Imagine that your country's postal system only issues 2 cent and 5 cent stamps. Prove that it possible to pay for postage using only these stamps for any amount n cents, where n is at least 4.
My attempt (using Strong induction, I know we can use induction but since they say you can can apply strong induction for generalized/weak induction cases):
Base case:
$$n=4: 2 \times2cents$$
$$n=5: 0 \times 5cents$$
$$n=6: 3 \times 2cents$$
$$n=7: 1 \times 2 cents + 1 \times 5 cents$$
You might ask why I have so many base cases, this is my reason why: The question states that we can pay for postage using 2 and 5 cents only. Hence, we have 3 general cases:
1: ONLY 2-cents stamps are used
2: ONLY 5-cents stamps are used
3: 2-cents and 5-cents stamps are used.
(Till now, are my base cases valid?)
Assume that for n=k, P(k) is true and that we need to show P(k+1)
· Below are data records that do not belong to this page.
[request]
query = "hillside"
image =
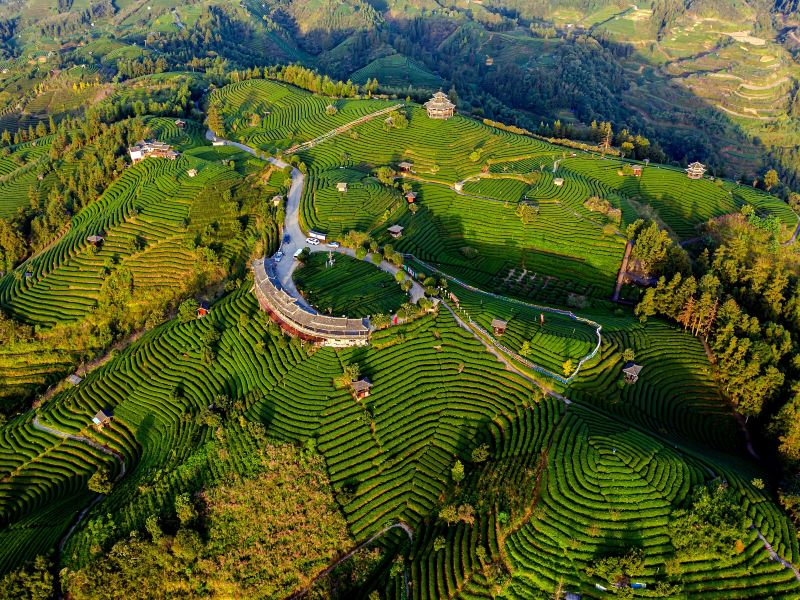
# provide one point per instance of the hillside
(509, 462)
(272, 326)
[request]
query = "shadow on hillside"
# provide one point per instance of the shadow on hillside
(591, 80)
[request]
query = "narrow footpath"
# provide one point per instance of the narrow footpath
(85, 511)
(400, 525)
(296, 239)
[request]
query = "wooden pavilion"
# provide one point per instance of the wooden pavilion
(499, 326)
(102, 418)
(395, 231)
(695, 170)
(361, 388)
(631, 372)
(440, 107)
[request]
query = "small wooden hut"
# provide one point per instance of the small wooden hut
(499, 326)
(695, 170)
(361, 388)
(102, 418)
(440, 107)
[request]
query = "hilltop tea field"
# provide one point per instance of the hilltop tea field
(489, 441)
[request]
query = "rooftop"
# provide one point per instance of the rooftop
(362, 385)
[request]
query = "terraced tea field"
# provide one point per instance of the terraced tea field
(397, 71)
(286, 115)
(350, 287)
(437, 395)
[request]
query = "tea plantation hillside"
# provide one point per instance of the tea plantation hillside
(486, 442)
(348, 286)
(498, 172)
(437, 397)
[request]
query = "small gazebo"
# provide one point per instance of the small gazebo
(361, 388)
(499, 326)
(695, 170)
(631, 372)
(102, 418)
(440, 107)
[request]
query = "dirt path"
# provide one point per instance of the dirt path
(297, 237)
(85, 511)
(774, 555)
(623, 270)
(341, 129)
(409, 532)
(83, 440)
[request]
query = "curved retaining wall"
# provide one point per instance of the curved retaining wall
(300, 320)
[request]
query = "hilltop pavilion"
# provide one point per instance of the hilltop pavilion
(695, 170)
(440, 107)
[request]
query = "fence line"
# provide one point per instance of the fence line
(597, 327)
(341, 129)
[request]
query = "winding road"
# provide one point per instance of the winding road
(297, 237)
(285, 269)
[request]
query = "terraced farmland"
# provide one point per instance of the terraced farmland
(287, 115)
(366, 204)
(349, 287)
(142, 216)
(397, 71)
(437, 395)
(609, 488)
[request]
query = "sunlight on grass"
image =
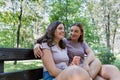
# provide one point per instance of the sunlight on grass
(22, 65)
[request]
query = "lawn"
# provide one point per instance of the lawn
(22, 65)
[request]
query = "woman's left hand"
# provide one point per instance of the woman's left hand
(76, 60)
(86, 67)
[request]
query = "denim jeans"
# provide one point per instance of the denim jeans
(47, 76)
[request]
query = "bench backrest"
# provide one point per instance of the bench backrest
(12, 54)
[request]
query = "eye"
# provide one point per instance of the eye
(76, 31)
(71, 30)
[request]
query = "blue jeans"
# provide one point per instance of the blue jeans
(47, 76)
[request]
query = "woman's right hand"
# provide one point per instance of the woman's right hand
(38, 51)
(76, 60)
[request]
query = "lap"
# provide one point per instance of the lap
(47, 76)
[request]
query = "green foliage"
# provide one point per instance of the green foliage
(106, 56)
(117, 63)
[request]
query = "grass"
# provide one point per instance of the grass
(22, 65)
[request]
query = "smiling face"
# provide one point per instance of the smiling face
(75, 33)
(59, 32)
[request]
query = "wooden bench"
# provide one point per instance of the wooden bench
(12, 54)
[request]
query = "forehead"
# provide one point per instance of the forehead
(75, 28)
(60, 25)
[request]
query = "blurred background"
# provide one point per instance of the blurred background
(23, 21)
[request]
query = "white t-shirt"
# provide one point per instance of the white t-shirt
(60, 56)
$\textbf{Induction hypothesis:}$ P(k) is true when $4\le i \le k$ and $k \ge 7$
Since $4\le (k-3) \le k$ , P(k-3) or i is true by Induction hypothesis.
Now, k-3 cents can be formed using 2 and 5-cent stamps.
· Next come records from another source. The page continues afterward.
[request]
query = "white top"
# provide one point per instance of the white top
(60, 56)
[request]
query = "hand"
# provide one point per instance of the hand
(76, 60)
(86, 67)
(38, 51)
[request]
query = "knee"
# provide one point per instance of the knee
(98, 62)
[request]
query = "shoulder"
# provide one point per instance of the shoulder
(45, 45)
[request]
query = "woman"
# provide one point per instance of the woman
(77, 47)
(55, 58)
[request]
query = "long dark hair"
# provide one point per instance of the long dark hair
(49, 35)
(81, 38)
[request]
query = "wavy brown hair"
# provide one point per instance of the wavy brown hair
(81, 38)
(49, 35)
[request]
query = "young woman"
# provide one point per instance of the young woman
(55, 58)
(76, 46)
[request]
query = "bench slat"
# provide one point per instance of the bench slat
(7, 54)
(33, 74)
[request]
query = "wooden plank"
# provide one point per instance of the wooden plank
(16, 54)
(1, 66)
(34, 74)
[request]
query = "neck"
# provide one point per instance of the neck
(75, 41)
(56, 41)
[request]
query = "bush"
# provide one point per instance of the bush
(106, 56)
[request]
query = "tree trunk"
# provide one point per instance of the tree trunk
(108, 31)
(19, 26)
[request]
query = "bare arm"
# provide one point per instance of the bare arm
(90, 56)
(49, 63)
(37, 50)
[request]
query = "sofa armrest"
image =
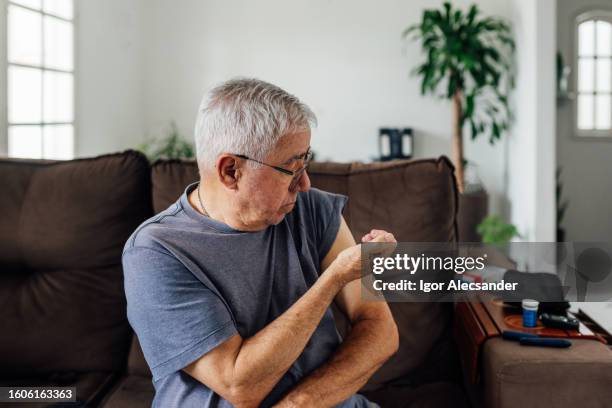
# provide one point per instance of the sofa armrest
(519, 376)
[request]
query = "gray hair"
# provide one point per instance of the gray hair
(247, 116)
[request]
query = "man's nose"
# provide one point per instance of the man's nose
(304, 184)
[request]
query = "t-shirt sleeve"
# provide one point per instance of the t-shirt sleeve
(326, 213)
(176, 317)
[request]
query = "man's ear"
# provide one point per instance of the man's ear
(228, 171)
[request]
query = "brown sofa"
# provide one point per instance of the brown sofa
(62, 306)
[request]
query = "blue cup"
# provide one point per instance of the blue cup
(530, 312)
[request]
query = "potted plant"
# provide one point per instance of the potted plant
(468, 60)
(172, 146)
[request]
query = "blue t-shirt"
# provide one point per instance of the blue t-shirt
(192, 282)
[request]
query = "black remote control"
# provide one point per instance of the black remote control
(559, 322)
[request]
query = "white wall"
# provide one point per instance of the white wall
(109, 82)
(344, 58)
(532, 145)
(586, 163)
(144, 63)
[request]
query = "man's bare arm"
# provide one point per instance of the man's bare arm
(372, 340)
(244, 371)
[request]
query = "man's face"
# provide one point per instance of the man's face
(265, 198)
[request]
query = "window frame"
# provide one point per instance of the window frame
(4, 67)
(587, 134)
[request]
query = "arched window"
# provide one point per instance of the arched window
(593, 53)
(40, 78)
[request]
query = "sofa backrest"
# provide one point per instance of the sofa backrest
(416, 200)
(64, 224)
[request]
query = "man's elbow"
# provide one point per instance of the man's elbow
(392, 337)
(243, 397)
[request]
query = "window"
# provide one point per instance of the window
(594, 74)
(40, 79)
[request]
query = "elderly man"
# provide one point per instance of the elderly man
(229, 289)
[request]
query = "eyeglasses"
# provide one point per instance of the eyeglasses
(297, 174)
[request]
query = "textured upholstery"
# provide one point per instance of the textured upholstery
(64, 224)
(517, 376)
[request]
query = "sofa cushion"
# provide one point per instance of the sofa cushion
(132, 391)
(61, 291)
(91, 387)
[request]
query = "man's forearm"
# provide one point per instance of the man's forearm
(265, 357)
(366, 348)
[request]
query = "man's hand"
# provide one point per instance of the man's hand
(373, 337)
(348, 262)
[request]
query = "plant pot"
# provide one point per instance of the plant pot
(473, 208)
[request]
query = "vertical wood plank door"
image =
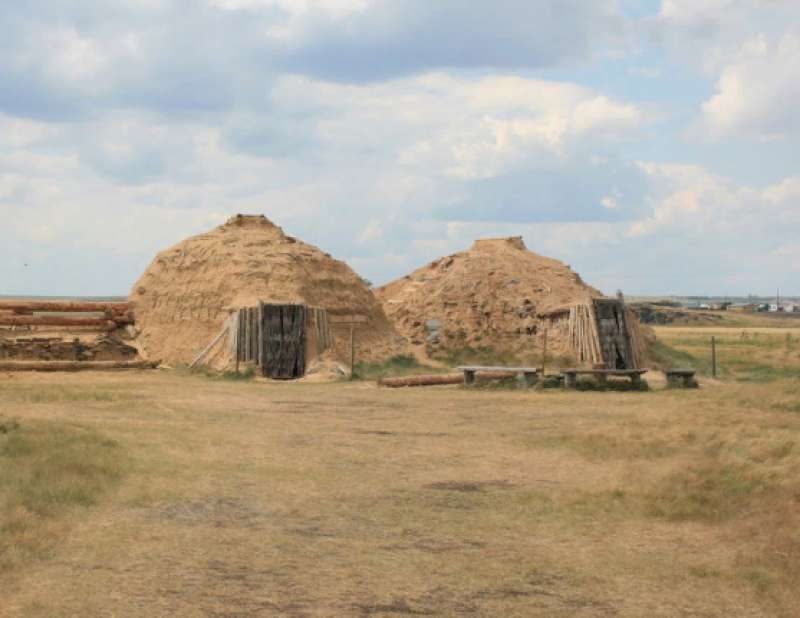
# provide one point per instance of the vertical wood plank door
(284, 341)
(612, 328)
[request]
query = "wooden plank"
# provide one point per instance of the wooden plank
(422, 380)
(608, 372)
(65, 306)
(209, 347)
(348, 319)
(48, 320)
(499, 369)
(76, 365)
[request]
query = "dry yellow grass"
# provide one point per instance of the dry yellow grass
(254, 499)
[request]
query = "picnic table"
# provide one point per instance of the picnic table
(571, 375)
(528, 374)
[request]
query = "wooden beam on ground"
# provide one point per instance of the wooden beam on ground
(66, 322)
(76, 365)
(424, 380)
(347, 319)
(64, 306)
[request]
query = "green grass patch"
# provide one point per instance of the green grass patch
(38, 394)
(397, 366)
(48, 470)
(603, 447)
(664, 356)
(715, 492)
(485, 356)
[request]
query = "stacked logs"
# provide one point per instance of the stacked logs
(51, 313)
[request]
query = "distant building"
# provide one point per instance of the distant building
(744, 307)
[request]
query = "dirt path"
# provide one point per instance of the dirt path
(339, 500)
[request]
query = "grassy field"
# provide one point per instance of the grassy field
(222, 498)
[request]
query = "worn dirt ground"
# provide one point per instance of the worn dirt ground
(257, 499)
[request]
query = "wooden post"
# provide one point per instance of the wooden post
(544, 351)
(352, 350)
(713, 357)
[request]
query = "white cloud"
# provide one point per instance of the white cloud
(759, 92)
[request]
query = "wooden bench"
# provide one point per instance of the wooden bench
(681, 377)
(528, 374)
(571, 375)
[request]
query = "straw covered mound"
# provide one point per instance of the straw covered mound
(184, 297)
(492, 296)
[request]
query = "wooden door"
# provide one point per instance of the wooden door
(283, 341)
(615, 341)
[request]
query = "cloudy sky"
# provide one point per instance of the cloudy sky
(652, 145)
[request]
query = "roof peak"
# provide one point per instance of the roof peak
(495, 244)
(251, 221)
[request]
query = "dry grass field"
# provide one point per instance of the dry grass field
(165, 494)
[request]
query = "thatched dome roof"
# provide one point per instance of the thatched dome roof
(183, 298)
(493, 295)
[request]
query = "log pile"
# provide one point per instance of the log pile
(101, 316)
(76, 365)
(439, 379)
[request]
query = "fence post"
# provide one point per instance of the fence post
(352, 350)
(544, 352)
(713, 357)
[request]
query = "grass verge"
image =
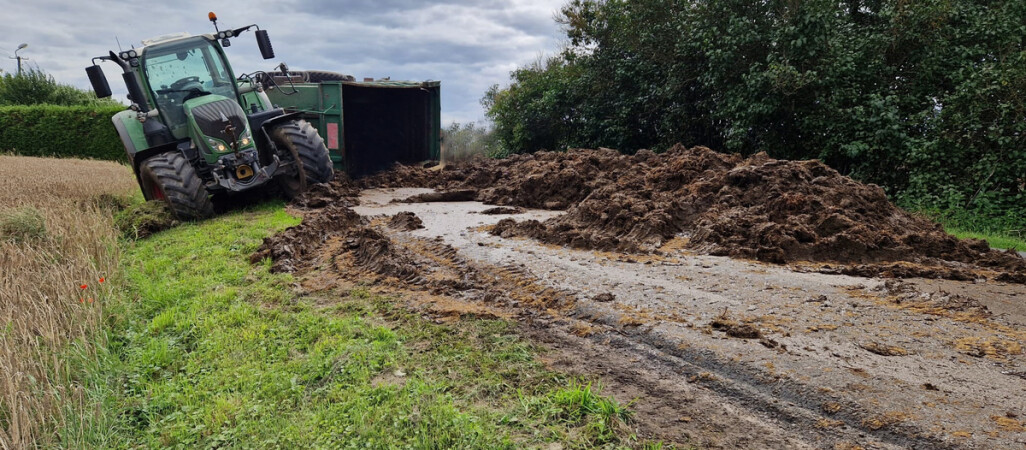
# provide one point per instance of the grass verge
(208, 351)
(1001, 240)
To get k+1 stamps, we can just replace it with $\textbf{four}$ 2-cent stamps?
Thank you! Is my proof valid or no? Any alternatives for this question using strong induction? Also, if I have used strong mathematical induction wrong or any of the steps are incorrect, please explain why.
Best Answer
Here's another induction-free proof, using the fact that integers are even or odd:
If $n$ is even, then $n=2k$ and we are done ($k$ two-cent stamps).
If $n$ is odd, so $n=2k+1$, then since $n\ge4$ we have $k\ge\frac32$ whence $k\ge2$ because $k$ is an integer. Therefore $m=k-2\ge0$, and $n=2m+5$, so we can use $m$ two-cent stamps and one five-cent stamp.